Connal Mackenzie (CM) – I first had the idea probably between Christmas and New Year – I decided I just needed to do something pretty stupid this year. Me and Graeme [Mackay, Sales Executive] were chatting one day, and I asked, “why don’t we walk from our base to Ardnamurchan?” It was initially just going to be sales and marketing but my director, Alex, and Antonia [Bruce, European & UK Sales Executive] both agreed to join us. We had five months to get some training in, which got us out and going in the middle of winter, which was great.

LTWith the AD/venture Walk, the Ardnamurchan Trust, and the regular bottlings for the RAF Benevolent Fund, work with charities seems to be very important at Adelphi. What is the origin of this philanthropic spirit and how has it grown?

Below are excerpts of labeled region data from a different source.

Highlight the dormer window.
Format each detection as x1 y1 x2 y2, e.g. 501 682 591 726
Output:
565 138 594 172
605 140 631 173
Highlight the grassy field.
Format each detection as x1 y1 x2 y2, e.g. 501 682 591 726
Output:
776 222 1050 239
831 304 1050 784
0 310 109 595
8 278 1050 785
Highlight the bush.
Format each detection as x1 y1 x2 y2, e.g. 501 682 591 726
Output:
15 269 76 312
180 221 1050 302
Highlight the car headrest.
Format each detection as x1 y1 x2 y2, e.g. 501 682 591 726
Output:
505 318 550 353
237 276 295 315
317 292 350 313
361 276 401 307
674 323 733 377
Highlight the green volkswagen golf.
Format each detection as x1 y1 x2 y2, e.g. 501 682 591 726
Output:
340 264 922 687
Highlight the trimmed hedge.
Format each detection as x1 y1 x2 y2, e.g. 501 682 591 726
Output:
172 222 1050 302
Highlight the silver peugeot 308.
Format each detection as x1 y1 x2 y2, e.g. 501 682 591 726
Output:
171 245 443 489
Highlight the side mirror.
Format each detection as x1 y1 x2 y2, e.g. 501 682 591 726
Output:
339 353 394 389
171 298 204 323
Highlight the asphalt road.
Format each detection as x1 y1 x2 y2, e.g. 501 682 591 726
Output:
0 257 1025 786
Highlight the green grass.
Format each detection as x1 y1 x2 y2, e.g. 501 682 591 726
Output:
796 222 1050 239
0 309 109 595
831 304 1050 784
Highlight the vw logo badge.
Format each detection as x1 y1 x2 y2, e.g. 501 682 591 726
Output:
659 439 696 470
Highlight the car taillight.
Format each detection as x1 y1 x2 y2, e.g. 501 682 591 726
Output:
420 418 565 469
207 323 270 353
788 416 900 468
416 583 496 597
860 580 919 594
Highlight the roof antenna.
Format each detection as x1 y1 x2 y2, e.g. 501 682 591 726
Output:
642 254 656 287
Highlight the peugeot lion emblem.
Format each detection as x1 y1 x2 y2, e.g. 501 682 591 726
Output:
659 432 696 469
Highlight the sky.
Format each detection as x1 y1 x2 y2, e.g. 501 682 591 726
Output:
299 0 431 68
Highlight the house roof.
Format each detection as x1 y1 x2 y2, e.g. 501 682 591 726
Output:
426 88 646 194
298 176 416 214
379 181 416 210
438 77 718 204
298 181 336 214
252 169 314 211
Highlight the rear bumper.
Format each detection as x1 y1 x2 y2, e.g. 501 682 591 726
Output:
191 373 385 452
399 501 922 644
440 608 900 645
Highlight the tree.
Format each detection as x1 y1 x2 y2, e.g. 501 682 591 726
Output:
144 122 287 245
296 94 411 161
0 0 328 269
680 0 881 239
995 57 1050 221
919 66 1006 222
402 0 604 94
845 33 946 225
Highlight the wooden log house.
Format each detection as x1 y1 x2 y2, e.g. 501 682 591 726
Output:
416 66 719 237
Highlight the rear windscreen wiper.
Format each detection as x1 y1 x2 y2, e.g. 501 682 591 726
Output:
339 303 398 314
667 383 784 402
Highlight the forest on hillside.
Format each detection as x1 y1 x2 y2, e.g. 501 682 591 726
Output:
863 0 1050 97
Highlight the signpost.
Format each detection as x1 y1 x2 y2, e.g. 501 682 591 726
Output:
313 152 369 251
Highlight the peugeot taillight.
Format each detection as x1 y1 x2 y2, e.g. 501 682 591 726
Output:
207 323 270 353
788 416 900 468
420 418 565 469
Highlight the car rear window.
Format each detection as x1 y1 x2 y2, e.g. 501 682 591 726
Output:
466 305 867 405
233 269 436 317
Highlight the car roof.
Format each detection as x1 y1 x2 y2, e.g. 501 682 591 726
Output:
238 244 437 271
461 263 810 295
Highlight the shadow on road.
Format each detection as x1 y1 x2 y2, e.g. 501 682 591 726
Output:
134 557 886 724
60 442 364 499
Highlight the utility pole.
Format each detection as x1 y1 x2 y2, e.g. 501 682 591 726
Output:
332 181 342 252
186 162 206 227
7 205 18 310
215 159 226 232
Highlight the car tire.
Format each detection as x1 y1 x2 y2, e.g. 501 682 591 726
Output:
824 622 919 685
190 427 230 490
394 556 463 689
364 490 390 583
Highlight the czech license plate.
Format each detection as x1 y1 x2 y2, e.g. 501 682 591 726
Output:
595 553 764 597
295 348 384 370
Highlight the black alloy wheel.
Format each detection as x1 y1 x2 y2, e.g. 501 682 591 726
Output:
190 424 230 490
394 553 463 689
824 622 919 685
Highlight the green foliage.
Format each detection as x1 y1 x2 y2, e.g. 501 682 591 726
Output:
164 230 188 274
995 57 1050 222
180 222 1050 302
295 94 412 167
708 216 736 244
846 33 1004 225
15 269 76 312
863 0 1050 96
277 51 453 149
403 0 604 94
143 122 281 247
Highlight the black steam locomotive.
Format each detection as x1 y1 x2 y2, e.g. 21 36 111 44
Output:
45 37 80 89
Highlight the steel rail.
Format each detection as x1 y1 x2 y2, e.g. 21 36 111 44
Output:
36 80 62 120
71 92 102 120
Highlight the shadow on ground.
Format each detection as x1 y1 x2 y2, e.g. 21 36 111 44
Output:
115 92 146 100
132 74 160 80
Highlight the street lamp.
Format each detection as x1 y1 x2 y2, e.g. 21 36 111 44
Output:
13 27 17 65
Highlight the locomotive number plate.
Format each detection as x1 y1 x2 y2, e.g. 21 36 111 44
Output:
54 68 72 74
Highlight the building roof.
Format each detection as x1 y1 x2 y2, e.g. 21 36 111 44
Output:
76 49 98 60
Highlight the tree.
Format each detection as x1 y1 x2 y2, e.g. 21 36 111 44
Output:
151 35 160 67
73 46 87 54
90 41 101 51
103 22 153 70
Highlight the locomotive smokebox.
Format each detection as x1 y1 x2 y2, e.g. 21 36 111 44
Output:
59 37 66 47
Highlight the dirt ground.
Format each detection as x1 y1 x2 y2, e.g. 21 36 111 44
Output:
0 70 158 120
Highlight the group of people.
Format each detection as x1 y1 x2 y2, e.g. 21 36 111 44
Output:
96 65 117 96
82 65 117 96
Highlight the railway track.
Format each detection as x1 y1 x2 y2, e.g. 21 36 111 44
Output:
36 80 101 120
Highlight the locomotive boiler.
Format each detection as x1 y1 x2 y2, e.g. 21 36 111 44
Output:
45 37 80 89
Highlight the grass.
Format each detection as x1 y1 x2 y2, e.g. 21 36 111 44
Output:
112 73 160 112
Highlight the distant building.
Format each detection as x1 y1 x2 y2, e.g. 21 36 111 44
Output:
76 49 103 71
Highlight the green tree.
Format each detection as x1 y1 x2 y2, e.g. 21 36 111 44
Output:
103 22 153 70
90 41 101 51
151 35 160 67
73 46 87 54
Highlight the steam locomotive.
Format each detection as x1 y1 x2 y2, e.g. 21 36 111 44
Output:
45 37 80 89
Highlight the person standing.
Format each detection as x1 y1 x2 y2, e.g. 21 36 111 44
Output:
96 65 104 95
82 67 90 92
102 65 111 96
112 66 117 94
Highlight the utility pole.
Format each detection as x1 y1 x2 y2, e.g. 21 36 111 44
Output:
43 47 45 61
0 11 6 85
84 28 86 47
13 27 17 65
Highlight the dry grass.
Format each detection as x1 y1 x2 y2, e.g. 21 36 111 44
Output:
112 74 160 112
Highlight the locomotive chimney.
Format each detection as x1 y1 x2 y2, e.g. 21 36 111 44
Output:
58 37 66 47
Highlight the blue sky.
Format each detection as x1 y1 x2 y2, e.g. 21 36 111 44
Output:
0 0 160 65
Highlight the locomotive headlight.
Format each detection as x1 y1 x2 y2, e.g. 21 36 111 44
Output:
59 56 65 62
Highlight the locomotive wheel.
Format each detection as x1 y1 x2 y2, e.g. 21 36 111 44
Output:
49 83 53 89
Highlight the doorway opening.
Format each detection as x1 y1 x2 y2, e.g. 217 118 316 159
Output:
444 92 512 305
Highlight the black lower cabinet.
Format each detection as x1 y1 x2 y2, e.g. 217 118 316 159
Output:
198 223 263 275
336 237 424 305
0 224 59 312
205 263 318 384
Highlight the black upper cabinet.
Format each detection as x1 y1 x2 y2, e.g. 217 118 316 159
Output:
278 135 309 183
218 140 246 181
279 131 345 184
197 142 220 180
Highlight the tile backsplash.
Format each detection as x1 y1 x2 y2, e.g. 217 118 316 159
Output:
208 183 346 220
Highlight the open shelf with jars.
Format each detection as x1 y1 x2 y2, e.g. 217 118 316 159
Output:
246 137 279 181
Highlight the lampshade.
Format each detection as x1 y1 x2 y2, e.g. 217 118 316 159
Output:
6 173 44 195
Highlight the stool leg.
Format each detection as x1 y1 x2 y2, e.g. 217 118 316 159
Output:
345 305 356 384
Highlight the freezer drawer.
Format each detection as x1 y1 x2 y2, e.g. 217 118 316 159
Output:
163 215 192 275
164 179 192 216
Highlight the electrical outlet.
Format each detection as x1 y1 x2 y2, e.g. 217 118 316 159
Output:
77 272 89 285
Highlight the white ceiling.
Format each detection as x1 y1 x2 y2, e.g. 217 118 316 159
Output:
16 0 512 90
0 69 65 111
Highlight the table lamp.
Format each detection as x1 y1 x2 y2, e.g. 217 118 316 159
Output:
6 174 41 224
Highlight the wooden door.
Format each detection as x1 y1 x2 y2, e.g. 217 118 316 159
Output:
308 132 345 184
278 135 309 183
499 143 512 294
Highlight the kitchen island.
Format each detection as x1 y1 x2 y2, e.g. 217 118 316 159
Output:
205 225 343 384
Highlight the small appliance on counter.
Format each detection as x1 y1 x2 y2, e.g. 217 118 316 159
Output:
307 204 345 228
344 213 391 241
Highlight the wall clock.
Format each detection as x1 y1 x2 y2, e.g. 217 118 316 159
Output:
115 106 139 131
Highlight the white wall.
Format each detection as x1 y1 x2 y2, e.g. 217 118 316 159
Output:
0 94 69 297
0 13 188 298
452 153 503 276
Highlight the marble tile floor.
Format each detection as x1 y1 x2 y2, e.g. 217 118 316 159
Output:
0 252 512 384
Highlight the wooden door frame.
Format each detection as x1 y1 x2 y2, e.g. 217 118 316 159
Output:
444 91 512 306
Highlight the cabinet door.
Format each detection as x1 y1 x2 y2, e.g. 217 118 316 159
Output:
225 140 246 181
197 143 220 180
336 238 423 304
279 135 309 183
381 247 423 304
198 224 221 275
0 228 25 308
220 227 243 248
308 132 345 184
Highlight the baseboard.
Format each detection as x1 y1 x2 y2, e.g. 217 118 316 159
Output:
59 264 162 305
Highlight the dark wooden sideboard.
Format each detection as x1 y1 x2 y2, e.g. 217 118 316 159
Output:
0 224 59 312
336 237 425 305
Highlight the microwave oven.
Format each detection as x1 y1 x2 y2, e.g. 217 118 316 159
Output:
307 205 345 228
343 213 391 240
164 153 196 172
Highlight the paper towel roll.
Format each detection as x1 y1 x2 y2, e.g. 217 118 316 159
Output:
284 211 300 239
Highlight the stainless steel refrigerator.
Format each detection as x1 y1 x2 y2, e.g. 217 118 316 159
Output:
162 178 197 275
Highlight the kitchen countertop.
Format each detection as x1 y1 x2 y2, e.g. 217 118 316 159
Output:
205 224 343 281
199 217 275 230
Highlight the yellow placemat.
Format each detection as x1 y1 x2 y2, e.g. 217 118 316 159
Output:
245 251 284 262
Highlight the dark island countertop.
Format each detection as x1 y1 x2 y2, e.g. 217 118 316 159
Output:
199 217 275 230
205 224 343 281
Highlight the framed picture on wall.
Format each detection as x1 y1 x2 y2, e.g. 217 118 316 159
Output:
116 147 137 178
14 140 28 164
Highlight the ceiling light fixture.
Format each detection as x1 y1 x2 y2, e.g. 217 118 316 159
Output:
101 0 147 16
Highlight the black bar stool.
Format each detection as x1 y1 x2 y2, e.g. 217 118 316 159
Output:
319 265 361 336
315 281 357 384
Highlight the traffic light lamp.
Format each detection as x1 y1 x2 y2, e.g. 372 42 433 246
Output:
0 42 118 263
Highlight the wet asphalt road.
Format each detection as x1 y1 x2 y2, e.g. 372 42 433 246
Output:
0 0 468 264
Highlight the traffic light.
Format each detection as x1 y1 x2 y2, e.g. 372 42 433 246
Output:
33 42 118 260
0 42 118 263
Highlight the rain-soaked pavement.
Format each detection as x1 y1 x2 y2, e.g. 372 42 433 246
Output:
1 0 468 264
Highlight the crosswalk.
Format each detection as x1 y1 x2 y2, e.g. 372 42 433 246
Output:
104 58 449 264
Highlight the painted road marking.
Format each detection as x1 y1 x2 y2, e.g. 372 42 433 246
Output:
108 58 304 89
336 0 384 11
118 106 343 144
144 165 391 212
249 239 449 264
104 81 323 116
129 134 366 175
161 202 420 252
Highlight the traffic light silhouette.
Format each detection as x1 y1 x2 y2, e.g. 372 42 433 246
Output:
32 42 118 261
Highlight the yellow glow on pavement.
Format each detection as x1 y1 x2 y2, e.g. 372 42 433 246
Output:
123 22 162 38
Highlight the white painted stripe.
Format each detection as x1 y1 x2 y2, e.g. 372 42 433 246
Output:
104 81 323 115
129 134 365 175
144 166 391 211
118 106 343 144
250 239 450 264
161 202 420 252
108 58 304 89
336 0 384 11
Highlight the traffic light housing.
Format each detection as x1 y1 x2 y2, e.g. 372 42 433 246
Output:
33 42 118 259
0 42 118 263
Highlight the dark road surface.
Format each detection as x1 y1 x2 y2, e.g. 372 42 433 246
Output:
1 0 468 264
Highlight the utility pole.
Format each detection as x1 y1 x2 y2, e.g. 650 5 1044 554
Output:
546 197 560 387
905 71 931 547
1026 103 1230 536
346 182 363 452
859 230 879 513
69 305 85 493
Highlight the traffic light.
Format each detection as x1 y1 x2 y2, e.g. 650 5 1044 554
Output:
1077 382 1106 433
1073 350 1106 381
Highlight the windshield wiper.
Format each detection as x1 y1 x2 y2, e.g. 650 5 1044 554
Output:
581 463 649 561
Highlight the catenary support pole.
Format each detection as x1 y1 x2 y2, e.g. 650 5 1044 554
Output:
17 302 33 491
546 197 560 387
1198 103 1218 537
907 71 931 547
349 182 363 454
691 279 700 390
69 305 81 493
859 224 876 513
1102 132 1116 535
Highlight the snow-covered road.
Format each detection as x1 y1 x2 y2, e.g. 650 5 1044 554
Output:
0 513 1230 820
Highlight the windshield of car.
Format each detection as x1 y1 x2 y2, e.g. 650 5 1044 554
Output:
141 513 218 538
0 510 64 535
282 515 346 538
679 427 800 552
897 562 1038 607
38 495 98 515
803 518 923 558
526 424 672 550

CM – The RAF bottlings started a couple of years ago – Alex’s father is close to the forces and has served before. The RAF held an event at Broomhall House, the Bruce ancestral home in Fife, and we teamed up with Arthur and Keir at Royal Mile Whiskies to release some whiskies. I like to support local charities when I can – The BEN is a huge worthwhile charity, but we are also going to bottle an octave, 70-80 bottles, to raise money for the Acharacle kids’ play park on the peninsula. With the AD/venture Walk, the final amount of £27,500 is the most I’ve ever been involved in raising. Everyone was so generous.

LT – How many bottles of whisky were stashed away in backpacks?

CM – We had rules on this – you had to bring a bottle, but it couldn’t be Adelphi or Ardnamurchan. We did take a bottle of the AD/venture Club release as we had an Instagram Live with the Good Spirits Co. during the Walk. Alex’s wife, Victoria, runs MacLean and Bruce [a high-end whisky travel company in collaboration with Charles MacLean]. She was our support vehicle, carrying all the camping equipment – and the whiskies – in a Land Rover Defender.

LTWhat was the most challenging day?

CM – Personally, I had two challenging days. The first one was going over the Ochils in Perthshire – they were so hard, so early in the Walk. They didn’t seem to end! The other was when we walked from Fort William to Strontian. For most of the Walk, the weather was fantastic – it was 32C that day and at first we thought we were making great time. We swam in a river; the tunes were playing – morale was high. Then we started ascending into this glen and our walkie talkies lost signal. Vikki in the support vehicle couldn’t get hold of us for a long time. She approached the local mountain rescue and was asked how many we were, did we have food and water. We were classed as very low risk, and we made it out again without support, but it was so intense. That day we did 54,000 steps over gruelling terrain, bog, no tracks. Up to your knees in God-knows-what. That was also probably the most real day, though, where at times you felt like you might not get there. If we’d had really changeable weather, would we have managed it? You just don’t know. Fortunately, when anyone was going through a tough period, the other folk on the team would come and raise your spirits. You’d be there for them when they were struggling a wee bit.

LTHow do you feel now, looking back on the Walk?

CM – It’s all happy memories now! You think you’re going through such a tough time at the time – in the moment, you don’t know if you’ll make it. It’s like on the penultimate day I was walking away and heard this crack. I heard it and definitely felt it. I started limping instantly. So I sit down straight away, get my shoes off – the top of one of my little toes just exploded, no better word for it. I couldn’t put any weight on it at all. I was picked up and taken to Acharacle surgery. They were super busy doing Covid vaccines, but a locum came in, had a look and told me, “You have the beginnings of trench foot.” They iodined me up but things didn’t look good. I insisted on finishing the Walk so they asked what other footwear I had. When I mentioned a pair of trainers, the advice was to cut a hole in the front of the trainers so the toe can pop out and relieve the pressure. I managed to limp the 11 miles to the distillery the next day. It was pretty awful, but I was so pumped to finish.

Huge thanks to Connal for answering my questions, and congratulations to the Adelphi team for such a huge amount of money raised.